This repository contains the code for implementing a Linear Regression model to predict house prices based on features such as square footage, number of bedrooms, and bathrooms, as part of my Prodigy InfoTech internship.
The objective of this task was to predict house prices using the Kaggle House Prices dataset. The model was implemented using Linear Regression, with a focus on:
- Data preprocessing
- Feature selection
- Model evaluation
- Data Preprocessing: Cleaned the dataset, handled missing values, and scaled the features for consistency.
- Model: Built and trained a Linear Regression model to predict house prices.
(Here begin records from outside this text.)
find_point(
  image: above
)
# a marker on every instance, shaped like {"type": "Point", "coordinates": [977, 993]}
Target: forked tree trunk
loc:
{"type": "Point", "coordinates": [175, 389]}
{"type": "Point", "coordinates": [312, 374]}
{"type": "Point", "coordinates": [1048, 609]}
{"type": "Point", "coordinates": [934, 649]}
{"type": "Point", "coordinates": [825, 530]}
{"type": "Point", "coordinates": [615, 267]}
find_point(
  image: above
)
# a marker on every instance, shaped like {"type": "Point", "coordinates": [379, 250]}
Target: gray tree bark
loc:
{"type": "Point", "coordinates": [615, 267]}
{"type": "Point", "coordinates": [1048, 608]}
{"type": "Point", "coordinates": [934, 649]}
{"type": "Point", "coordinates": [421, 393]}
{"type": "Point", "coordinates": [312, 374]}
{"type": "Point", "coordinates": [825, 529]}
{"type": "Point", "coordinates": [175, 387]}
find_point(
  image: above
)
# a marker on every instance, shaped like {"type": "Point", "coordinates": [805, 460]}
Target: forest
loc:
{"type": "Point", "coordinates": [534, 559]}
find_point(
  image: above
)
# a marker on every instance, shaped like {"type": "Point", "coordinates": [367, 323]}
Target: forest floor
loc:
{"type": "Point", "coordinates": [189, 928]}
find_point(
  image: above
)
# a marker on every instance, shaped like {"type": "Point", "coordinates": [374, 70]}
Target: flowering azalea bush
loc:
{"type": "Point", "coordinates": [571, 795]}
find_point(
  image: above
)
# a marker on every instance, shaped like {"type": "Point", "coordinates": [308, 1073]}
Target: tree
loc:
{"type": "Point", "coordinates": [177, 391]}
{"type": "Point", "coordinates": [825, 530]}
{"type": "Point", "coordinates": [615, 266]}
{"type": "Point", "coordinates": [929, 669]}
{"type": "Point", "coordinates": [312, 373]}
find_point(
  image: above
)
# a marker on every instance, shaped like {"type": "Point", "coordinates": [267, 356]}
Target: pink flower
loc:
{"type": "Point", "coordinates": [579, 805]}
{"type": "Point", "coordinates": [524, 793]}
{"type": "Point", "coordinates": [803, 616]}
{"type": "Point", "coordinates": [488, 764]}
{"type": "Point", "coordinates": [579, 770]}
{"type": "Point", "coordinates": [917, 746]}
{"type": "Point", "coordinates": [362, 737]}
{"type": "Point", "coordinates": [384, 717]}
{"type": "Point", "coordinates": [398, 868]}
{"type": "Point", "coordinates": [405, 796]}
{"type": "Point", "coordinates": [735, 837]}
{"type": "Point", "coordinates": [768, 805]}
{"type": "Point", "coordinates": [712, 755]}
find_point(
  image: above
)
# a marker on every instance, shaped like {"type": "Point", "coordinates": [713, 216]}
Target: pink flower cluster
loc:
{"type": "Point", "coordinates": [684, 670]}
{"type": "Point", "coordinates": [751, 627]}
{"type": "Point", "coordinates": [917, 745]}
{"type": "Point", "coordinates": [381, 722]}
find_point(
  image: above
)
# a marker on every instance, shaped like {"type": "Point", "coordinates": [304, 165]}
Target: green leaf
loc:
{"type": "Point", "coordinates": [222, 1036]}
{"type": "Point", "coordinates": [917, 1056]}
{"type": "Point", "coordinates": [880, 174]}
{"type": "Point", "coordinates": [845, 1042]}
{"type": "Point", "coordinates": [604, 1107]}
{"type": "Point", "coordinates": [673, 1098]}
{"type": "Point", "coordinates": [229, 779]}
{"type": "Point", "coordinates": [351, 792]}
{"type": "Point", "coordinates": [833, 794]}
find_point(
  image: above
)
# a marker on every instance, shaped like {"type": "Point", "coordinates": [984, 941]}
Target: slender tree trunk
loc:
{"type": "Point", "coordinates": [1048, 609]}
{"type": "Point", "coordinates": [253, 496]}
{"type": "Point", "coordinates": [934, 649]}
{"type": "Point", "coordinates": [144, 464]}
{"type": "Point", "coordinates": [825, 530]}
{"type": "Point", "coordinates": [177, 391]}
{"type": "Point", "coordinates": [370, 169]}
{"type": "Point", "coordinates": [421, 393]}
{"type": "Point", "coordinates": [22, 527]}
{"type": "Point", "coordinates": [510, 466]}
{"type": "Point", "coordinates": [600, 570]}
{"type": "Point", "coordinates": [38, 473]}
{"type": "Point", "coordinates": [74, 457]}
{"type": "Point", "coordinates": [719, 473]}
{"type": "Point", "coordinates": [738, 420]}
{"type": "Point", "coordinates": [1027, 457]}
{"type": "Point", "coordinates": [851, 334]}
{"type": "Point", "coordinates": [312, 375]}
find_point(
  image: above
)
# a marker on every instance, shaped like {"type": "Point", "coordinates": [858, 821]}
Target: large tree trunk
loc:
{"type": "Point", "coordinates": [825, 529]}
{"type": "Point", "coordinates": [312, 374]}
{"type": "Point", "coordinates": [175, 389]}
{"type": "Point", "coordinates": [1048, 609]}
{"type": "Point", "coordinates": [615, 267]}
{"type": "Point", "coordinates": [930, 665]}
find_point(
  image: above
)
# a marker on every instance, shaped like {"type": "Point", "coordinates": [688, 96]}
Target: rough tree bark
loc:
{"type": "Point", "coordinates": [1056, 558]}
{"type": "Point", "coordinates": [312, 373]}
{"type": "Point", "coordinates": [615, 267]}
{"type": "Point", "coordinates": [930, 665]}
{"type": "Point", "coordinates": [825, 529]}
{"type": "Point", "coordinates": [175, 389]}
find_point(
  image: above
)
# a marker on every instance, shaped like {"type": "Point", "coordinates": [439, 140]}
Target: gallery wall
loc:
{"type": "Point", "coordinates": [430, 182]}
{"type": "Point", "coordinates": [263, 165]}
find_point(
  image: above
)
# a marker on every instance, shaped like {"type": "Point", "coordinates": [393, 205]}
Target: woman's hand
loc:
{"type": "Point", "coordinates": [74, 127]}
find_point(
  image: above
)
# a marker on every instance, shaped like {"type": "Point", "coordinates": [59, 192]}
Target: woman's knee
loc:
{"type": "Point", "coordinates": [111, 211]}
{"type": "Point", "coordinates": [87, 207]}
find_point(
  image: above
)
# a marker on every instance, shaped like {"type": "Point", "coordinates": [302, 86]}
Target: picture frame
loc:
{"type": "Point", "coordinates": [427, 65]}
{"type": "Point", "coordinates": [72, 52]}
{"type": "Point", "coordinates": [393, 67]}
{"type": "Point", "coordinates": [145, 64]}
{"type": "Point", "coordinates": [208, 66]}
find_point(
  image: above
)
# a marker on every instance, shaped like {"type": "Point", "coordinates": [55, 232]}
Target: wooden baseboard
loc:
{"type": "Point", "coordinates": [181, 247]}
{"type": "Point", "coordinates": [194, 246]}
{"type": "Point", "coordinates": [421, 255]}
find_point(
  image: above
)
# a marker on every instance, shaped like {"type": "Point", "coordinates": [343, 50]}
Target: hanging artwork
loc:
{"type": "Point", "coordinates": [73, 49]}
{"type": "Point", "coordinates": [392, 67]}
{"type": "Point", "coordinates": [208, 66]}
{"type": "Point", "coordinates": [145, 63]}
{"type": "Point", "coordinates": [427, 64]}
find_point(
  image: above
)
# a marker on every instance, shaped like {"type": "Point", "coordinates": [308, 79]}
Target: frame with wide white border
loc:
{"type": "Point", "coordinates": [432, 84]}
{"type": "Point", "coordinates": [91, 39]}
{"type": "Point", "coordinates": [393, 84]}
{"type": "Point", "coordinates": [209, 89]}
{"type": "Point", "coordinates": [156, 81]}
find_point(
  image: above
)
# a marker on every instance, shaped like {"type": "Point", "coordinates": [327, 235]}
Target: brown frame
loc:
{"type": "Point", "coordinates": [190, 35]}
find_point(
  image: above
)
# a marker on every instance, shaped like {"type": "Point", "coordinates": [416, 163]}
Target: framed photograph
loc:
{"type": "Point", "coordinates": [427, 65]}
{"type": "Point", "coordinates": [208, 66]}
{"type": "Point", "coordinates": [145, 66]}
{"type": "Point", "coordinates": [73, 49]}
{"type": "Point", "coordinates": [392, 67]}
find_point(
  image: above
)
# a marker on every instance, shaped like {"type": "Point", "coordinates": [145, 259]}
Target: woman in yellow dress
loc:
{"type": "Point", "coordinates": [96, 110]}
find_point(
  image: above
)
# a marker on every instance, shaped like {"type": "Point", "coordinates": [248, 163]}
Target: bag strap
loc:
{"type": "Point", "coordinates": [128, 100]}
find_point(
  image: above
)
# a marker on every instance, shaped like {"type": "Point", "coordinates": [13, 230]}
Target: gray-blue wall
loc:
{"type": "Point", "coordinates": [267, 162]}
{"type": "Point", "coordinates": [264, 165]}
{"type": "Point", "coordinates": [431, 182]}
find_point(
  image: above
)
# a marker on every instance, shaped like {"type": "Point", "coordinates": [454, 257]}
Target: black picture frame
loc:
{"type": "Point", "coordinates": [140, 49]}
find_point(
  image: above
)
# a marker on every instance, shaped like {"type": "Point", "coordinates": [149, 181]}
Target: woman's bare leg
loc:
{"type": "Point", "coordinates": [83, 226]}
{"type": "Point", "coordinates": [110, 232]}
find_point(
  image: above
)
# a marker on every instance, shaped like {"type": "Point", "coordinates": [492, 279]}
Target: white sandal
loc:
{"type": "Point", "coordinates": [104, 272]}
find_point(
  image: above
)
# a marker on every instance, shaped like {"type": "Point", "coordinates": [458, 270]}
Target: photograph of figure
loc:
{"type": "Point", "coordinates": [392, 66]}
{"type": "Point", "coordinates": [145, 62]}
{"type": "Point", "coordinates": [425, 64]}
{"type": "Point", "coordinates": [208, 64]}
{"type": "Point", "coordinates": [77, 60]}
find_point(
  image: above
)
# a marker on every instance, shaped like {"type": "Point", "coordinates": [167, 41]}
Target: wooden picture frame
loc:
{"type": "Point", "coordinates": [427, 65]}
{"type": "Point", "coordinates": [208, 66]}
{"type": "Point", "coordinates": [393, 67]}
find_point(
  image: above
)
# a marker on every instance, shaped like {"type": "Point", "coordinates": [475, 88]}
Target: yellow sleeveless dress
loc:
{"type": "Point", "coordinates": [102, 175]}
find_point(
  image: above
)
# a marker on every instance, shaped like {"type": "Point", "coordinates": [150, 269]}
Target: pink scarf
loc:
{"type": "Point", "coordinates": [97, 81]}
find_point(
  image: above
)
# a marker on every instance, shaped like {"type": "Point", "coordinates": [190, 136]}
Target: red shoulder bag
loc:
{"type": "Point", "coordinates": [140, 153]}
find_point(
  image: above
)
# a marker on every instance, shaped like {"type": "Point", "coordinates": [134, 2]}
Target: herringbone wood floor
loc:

- Performance Metrics: Evaluated the model using:
- Mean Squared Error (MSE)
- R-squared (R²)
- Visualization: Used scatter plots to compare actual vs predicted house prices.
To run the project, make sure to have the following dependencies installed:
- Python 3.x
- pandas
- numpy
- matplotlib
- seaborn
- scikit-learn
-
Clone the repository:
git clone https://github.com/Elysian0987/PRODIGY_ML_01.git cd PRODIGY_ML_01 -
Install the required dependencies:
pip install -r requirements.txt
-
Download the Kaggle House Prices dataset (
train.csv) from Kaggle. -
Place the dataset (
train.csv) in the root directory of the project. -
Run the linear_regression_model.py script:
python linear_regression_model.py
This will:
- Train the Linear Regression model on the data.
- Output the Mean Squared Error and R-squared values.
- Display visualizations comparing actual vs predicted prices.
The model's performance will be displayed through evaluation metrics, and visual plots will showcase the relationship between predicted and actual house prices.